Walking as quietly as I’ve ever walked in my life, I ease over to the basement door. Trying to be fast, trying to be silent. Into the black hole of the basement, I discover the stairs are carpeted.

 

Glancing behind me, I hear Wolfman open a door upstairs and continue walking. He’s taking his time, surveying the rooms up there.

 

He won’t find me there, because I’m on my way out.

 

I’m ninja quiet on the basement stairs. It’s dark down here, but not so dark I can’t see the back door is right in front of me.

 

Home free.

 

I turn the handle, but the door goes nowhere. He’s locked the dead bolt. Smoothly it turns in my hand. I try the door again, but it’s frozen. The handle is moving—why isn’t the door opening? Each time I turn it, there’s a click. I can’t have these clicks. These clicks are giving me away. But I can’t get out without them. Why won’t this damned door open already?

 

Then two things happen in the same split second. In the rela-tive darkness of the basement I see the Wolfman has wedged a doorstop into the tiny crack at the bottom of the exit. At the same time I hear the door at the top of the stairs creak. Wolfman is here. The clicks have called him, and he has answered their call.

 

I dart away, thankful for the carpet, and search the basement for another door. I see an expensive pool table, a second kitchen, but I see no other door out in this daylight basement. The windows are at ground level.

 

Could I get out a window?

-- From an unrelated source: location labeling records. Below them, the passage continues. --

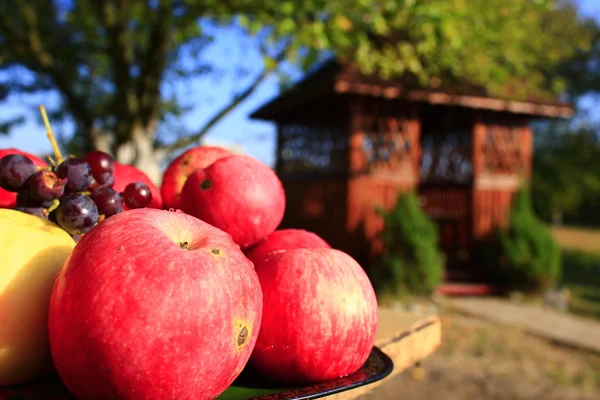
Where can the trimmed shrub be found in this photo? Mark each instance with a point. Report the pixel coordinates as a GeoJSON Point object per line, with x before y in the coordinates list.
{"type": "Point", "coordinates": [412, 263]}
{"type": "Point", "coordinates": [530, 258]}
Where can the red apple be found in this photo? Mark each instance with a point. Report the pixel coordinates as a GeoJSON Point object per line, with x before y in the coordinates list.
{"type": "Point", "coordinates": [9, 199]}
{"type": "Point", "coordinates": [180, 168]}
{"type": "Point", "coordinates": [125, 174]}
{"type": "Point", "coordinates": [153, 304]}
{"type": "Point", "coordinates": [285, 239]}
{"type": "Point", "coordinates": [238, 194]}
{"type": "Point", "coordinates": [319, 316]}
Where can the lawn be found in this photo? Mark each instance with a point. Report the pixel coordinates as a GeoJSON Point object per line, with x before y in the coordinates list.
{"type": "Point", "coordinates": [581, 268]}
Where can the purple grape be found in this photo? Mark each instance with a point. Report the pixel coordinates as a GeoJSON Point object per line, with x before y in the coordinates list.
{"type": "Point", "coordinates": [108, 201]}
{"type": "Point", "coordinates": [102, 165]}
{"type": "Point", "coordinates": [137, 195]}
{"type": "Point", "coordinates": [76, 213]}
{"type": "Point", "coordinates": [25, 199]}
{"type": "Point", "coordinates": [95, 185]}
{"type": "Point", "coordinates": [15, 169]}
{"type": "Point", "coordinates": [78, 174]}
{"type": "Point", "coordinates": [45, 185]}
{"type": "Point", "coordinates": [37, 211]}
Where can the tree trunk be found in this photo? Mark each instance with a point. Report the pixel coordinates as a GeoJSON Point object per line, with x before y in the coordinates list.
{"type": "Point", "coordinates": [140, 152]}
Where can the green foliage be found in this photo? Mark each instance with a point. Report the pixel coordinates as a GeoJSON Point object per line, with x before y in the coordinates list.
{"type": "Point", "coordinates": [566, 169]}
{"type": "Point", "coordinates": [412, 263]}
{"type": "Point", "coordinates": [116, 63]}
{"type": "Point", "coordinates": [530, 258]}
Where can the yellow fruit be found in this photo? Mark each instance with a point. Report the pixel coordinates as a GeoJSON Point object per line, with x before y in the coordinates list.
{"type": "Point", "coordinates": [32, 250]}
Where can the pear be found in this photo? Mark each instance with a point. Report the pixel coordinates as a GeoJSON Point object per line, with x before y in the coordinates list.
{"type": "Point", "coordinates": [32, 250]}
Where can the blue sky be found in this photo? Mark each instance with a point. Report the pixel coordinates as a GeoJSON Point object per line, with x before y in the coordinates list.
{"type": "Point", "coordinates": [208, 96]}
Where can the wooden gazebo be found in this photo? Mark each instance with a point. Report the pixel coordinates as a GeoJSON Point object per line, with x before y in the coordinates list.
{"type": "Point", "coordinates": [348, 142]}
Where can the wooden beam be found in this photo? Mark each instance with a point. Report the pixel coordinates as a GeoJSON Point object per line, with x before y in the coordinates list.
{"type": "Point", "coordinates": [477, 102]}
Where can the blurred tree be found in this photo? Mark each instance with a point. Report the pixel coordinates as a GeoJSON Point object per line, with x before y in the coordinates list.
{"type": "Point", "coordinates": [566, 169]}
{"type": "Point", "coordinates": [112, 61]}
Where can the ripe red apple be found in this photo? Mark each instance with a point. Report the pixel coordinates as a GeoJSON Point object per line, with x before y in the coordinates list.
{"type": "Point", "coordinates": [180, 168]}
{"type": "Point", "coordinates": [9, 199]}
{"type": "Point", "coordinates": [125, 174]}
{"type": "Point", "coordinates": [319, 316]}
{"type": "Point", "coordinates": [238, 194]}
{"type": "Point", "coordinates": [285, 239]}
{"type": "Point", "coordinates": [153, 304]}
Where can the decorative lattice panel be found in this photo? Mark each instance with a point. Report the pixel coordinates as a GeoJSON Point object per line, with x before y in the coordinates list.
{"type": "Point", "coordinates": [386, 146]}
{"type": "Point", "coordinates": [312, 149]}
{"type": "Point", "coordinates": [446, 157]}
{"type": "Point", "coordinates": [502, 150]}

I want to check, but then there he is. He’s right there. I do the only thing I can think to do, hide in the kitchen. But this is no hiding spot. If I was a kid playing hide-and-seek, I’d be the first one found.

 

He’s going to find me.

 

It isn’t a question; it’s a fact.

 

He’s in the room with me.

 

I can see him.

 

He walks past, his back to me. He doesn’t know where I am in this darkness. All he has to do is flip a light switch. He must know this. I dread the light, but instinct tells me this won’t happen—Wolfman is having too much fun for the game to end so soon. Better to feel for me in the dark, find me with his hands.

 

The evilness of him fills me with a new rage.

 

He’s close now. So close. All he has to do is turn around, and he’s going to. He’s going to turn around.

 

I’m not going to be raped. I’m not going to be murdered. I’m going to bring him to justice so this never happens to anyone else. I’m not going to think like a victim. I’m going to think like a winner. Because that’s what I am. I’m Ruthless, by God, and I need to act like it.

 

I reach into my pocket, grab the empty revolver, and in one breathlessly fast motion I ram the muzzle up against the back of his skull and yell, “You move one fraction of an inch and I blow your brains to kingdom come.”